Here are some pictures of my wine storage area and my current working projects:

This is my storage area. 







These are my works in progress:






These guys are from left to right:

Mosti Mondiale Sauvignon Blanc, RJS Orange Chocolate Port, Spiced Hard Cider, and Red Mountain Cabernet Sauvignon.

Unseen, aging in carboys, Old Vines Zinfandel, Mosti Mondiale Amarone, Stag's Leap District Merlot, Mosti Mondiale Pinot Grigo, and Outback Chardonnay.


----------



## grapeman (Nov 29, 2009)

Those look great and that's a great selection you have . The Mosti Amarone- which one is that. I have done a few and am just finishing up a bottle (lasted 3 days) of Mosti All Juice Amarone. It is good, but the Rennaissance Amarone is much fuller bodied with the raisins it comes with.


----------



## AlFulchino (Nov 29, 2009)

all looks great...i like that sample valve...is it glass or plastic?


----------



## admiral (Nov 29, 2009)

Al, it is plastic. It came in the better bottle. As I noted elsewhere, I rarely use better bottles but necessity called in this case.

Rich, I will have to try the Renaissance. Thanks for the tip.


----------



## Wade E (Nov 29, 2009)

I like that red vacuum unit on the shelf above!



Same one I have!


----------



## Scott B (Nov 29, 2009)

Looks Great!


----------



## Runningwolf (Nov 29, 2009)

Looking good there Admiral.


----------



## gaudet (Nov 29, 2009)

21 gun salute to the Admiral.................... 

Looking ship shape....


----------



## vcasey (Nov 30, 2009)

Looks great!
VC


----------



## admiral (Nov 30, 2009)

Thanks, folks!


----------



## ibglowin (Nov 30, 2009)

Good taste in posters!


----------



## admiral (Nov 30, 2009)

Thanks!

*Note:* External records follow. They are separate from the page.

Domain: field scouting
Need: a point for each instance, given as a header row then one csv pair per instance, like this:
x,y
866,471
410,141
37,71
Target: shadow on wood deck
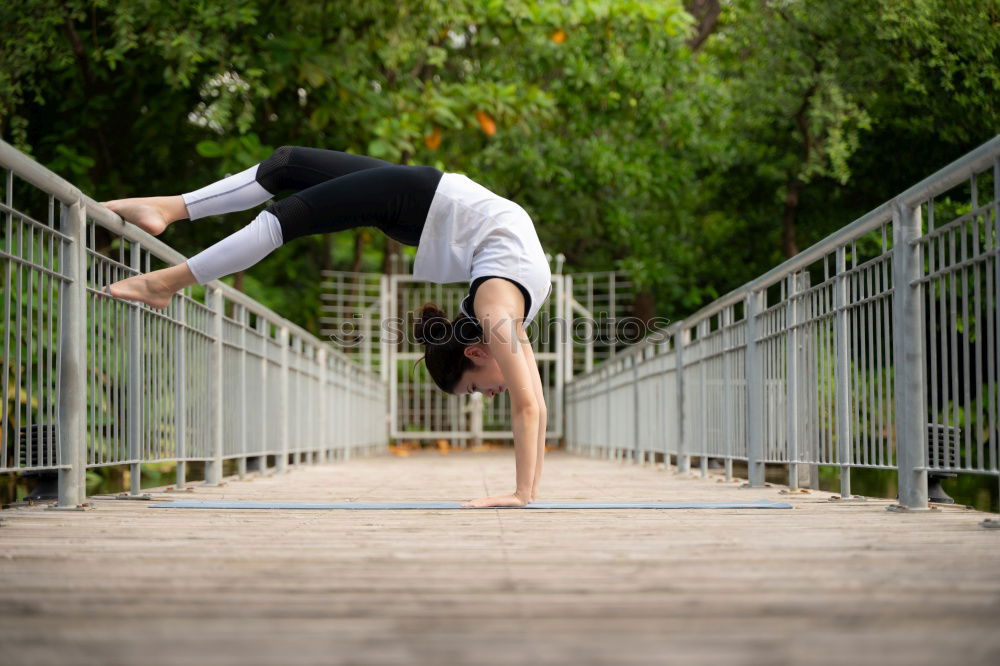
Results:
x,y
823,583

That's right, I saw posters like these in your winery. They are nice. I got them as a gift from SWMBO when I started my winery last year.


----------



## nursejohn (Nov 30, 2009)

Looks great. Keep up the good work.


----------



## xanxer82 (Nov 30, 2009)

Nice rack!





I like your area. Good setup and those wines look tasty


----------